- The most carlike truck we know of
- Energetic, refined powertrain
- Strong safety record
- The most comfortable ride in trucks
- Unconventional, ungainly styling
- Expensive, across the board
- Pickup bed is too small for many
The 2012 Honda Ridgeline won't satisfy those who need a real full-size truck, but for those who need hauling on occasion, it offers an interesting alternative.
The Honda Ridgeline hasn't received the warmest of welcomes from the pickup-truck crowd. It's expensive, and since it falls short of true half-ton specs, it's stuck between two worlds--that of mid-size pickups like the Nissan Frontier, and that of inexpensive full-sizers like the appealing new Ford F-150 V-6.

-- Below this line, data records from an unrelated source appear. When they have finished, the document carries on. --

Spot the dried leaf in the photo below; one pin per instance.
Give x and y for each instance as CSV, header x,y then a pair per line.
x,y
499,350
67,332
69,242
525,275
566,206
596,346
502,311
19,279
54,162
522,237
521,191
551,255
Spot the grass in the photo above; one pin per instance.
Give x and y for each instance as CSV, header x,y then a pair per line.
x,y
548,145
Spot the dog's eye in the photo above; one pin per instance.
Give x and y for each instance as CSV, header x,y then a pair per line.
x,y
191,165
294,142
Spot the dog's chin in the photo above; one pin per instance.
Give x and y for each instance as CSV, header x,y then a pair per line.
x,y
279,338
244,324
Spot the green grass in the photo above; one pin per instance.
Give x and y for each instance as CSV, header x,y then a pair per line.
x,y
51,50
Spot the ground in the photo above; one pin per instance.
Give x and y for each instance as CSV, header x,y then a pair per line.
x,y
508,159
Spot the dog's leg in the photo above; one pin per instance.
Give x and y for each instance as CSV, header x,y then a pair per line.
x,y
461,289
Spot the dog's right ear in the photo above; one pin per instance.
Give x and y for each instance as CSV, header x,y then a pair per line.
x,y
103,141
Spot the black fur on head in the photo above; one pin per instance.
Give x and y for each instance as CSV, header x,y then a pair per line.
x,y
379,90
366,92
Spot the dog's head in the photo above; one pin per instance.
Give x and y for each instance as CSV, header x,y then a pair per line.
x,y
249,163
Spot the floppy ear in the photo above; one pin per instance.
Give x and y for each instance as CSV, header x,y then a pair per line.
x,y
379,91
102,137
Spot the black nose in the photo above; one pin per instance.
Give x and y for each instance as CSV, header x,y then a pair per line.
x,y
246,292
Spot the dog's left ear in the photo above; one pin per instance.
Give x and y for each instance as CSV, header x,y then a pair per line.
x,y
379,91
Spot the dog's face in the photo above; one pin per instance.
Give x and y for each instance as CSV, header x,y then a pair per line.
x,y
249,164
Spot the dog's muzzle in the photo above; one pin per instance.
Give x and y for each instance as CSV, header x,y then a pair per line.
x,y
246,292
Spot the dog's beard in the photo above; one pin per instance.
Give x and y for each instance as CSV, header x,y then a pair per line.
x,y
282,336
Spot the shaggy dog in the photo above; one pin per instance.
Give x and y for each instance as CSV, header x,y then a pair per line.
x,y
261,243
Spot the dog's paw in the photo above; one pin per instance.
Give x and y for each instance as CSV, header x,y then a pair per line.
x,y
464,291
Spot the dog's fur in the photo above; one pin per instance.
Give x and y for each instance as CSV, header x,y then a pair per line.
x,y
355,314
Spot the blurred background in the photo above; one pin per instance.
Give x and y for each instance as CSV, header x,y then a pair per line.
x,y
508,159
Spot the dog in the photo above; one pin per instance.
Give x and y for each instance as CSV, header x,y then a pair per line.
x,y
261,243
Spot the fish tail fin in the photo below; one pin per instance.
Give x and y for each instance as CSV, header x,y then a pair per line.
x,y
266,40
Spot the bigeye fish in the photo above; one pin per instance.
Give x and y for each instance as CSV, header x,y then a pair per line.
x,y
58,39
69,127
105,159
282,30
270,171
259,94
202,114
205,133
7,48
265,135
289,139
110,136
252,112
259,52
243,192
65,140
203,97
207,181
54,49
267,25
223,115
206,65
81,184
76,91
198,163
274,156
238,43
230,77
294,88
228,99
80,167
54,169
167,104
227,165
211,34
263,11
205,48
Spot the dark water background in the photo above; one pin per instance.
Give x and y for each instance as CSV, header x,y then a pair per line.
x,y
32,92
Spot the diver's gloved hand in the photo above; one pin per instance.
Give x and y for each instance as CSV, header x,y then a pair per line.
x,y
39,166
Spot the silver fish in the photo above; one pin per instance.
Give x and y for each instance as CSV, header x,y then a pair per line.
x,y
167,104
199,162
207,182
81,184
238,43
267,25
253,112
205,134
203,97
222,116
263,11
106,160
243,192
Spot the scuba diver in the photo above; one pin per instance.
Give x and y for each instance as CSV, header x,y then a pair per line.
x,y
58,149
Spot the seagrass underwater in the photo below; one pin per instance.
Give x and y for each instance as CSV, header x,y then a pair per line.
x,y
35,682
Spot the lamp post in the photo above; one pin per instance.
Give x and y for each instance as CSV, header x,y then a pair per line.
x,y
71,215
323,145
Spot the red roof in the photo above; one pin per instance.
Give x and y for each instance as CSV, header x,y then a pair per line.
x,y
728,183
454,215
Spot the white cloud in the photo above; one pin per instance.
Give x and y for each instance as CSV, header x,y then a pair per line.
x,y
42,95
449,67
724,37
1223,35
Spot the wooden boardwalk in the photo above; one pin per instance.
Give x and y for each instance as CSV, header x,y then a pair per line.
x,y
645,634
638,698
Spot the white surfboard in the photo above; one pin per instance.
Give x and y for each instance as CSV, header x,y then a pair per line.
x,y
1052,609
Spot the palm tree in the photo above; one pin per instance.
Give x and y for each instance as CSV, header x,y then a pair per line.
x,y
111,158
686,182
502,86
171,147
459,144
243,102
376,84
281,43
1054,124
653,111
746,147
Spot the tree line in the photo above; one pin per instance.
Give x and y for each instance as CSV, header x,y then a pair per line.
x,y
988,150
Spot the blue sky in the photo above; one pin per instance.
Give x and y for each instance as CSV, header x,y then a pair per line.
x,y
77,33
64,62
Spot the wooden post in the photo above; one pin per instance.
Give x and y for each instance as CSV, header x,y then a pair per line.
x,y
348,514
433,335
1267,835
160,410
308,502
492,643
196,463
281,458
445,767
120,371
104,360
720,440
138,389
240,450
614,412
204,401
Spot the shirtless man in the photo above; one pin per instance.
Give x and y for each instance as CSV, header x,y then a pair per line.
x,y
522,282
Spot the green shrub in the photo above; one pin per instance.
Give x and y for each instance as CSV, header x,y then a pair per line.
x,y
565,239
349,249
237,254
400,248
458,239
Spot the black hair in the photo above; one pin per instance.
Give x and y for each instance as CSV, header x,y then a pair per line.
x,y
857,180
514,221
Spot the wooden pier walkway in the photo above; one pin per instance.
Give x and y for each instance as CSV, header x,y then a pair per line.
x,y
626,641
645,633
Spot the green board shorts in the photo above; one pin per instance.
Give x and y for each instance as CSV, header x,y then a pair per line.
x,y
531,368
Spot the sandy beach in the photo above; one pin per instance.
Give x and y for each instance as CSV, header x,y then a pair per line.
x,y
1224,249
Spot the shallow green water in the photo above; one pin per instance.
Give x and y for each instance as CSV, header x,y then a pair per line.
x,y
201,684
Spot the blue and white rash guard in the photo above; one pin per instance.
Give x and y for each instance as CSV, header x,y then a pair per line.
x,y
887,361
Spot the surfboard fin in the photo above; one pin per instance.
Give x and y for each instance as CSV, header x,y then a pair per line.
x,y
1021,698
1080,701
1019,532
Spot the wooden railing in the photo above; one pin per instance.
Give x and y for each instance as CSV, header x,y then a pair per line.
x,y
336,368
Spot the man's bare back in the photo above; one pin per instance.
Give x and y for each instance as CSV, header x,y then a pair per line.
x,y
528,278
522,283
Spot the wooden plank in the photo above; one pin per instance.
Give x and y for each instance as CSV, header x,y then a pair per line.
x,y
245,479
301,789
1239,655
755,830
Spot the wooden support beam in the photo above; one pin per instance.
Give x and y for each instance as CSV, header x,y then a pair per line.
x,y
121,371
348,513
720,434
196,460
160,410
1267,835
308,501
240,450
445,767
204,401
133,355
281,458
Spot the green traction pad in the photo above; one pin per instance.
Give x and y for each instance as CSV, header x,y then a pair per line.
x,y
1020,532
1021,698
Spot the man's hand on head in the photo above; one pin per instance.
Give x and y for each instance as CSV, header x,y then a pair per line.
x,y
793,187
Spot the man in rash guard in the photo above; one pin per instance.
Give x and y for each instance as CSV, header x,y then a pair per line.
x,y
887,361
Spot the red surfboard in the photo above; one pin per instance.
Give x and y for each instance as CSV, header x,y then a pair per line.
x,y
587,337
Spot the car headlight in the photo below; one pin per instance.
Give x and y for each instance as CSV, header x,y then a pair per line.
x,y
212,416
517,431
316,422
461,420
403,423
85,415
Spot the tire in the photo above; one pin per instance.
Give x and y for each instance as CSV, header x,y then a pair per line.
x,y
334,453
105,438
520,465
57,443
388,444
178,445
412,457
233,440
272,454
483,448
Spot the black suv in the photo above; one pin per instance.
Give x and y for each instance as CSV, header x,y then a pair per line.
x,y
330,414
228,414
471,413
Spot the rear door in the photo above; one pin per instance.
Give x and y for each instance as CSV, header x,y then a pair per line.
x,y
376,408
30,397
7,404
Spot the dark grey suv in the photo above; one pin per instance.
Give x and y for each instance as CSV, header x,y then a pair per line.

The Ridgeline's awkward looks don't help it woo many new buyers. It's obviously an SUV under the skin, cut down to pickup duty. The angles of its rear pillars, their thickness and the tall rear fenders around the truck bed don't telegraph the same subconscious messages that a Ram 1500 does. It looks smaller, and that usually doesn't sell, in trucks. This year a new Sport model ditches the blocky grille on loan from the Pilot, replacing it with a black honeycomb that's doing its best to subdue the Ridgeline's stubby, bulky front end. Honda's done a much better job crafting a cabin with a more conventional look. The dash layout stacks gauges and controls in rectangular binnacles, and puts big knobs for the climate and audio controls in obvious locations, for easy use with a gloved hand. Inside, the Ridgeline feels more like the Honda of old than some of the Hondas of the new, when it comes to the quality of materials and how they're fitted.
Of all trucks, the Ridgeline's our favorite to drive, but the frays are appearing at the edges of its performance stats. It keeps much of its SUV character and has a wonderful, refined 3.5-liter V-6 that only last year gained a real threat in the form of the new F-150 V-6. Honda's five-speed automatic knocks off shifts quickly and smoothly--but most trucks in the class now offer six-speed automatics. Fuel economy isn't a particular strength anymore, at 15/21 mpg, but handling remains a strong suit, with great ride quality and good steering feel, even with standard all-wheel drive. It's more direct and controlled than the clunky sheetmetal implies.
At its awkward spot on the full-size truck curve, the Ridgeline is capable of tackling some near-full-size tasks, but it's outfitted only with a five-foot bed which can be fitted with a flip-out extended. The standard-unit 4x8 sheet of plywood won't fit. The Ridgeline also lacks the flexible cargo area found on the larger but more useful Chevrolet Avalanche. The Ridgeline's most clever feature--a sealed cargo bin under the bed floor--makes sense only when the truck bed is empty.
The National Highway Traffic Safety Administration (NHTSA) has revamped how it grades crash-test safety, and while the Ridgeline performed well in the past, it hasn't yet been rated for 2011. Over at the Insurance Institute for Highway Safety (IIHS), the Ridgeline carries over its "good" scores for front and side impact protection--but it loses its Top Safety Pick designation as roof-crush standards aren't available. Bluetooth is available, and so is a rearview camera, which is recommended because the rear fenders block out a lot of the rearward view.
With four trim levels offered, the Ridgeline doesn't come in a single model priced below $30,000, including destination--a big hurdle when inexpensive Ram, F-150 and Silverado/Sierra full-sizers can be found for much less. All Ridgelines have standard air conditioning; power locks/windows/mirrors; cruise control; a power-sliding rear window; and a 100-watt six-speaker CD sound system. Among the options, Honda offers a voice-recognition navigation system with on-the-go Zagat restaurant information and a rearview camera, and satellite radio.
Honda says it's committed to the Ridgeline, which suggests a new one is in the works to replace the six-year-old vehicle. To get more truck buyers to notice, it might have to get more conventional--but as the latest Toyota Tundra has proven, even big-truck street cred doesn't guarantee any more sales. Not when the Ram, F-150 and the Silverado and Sierra are at the top of their game.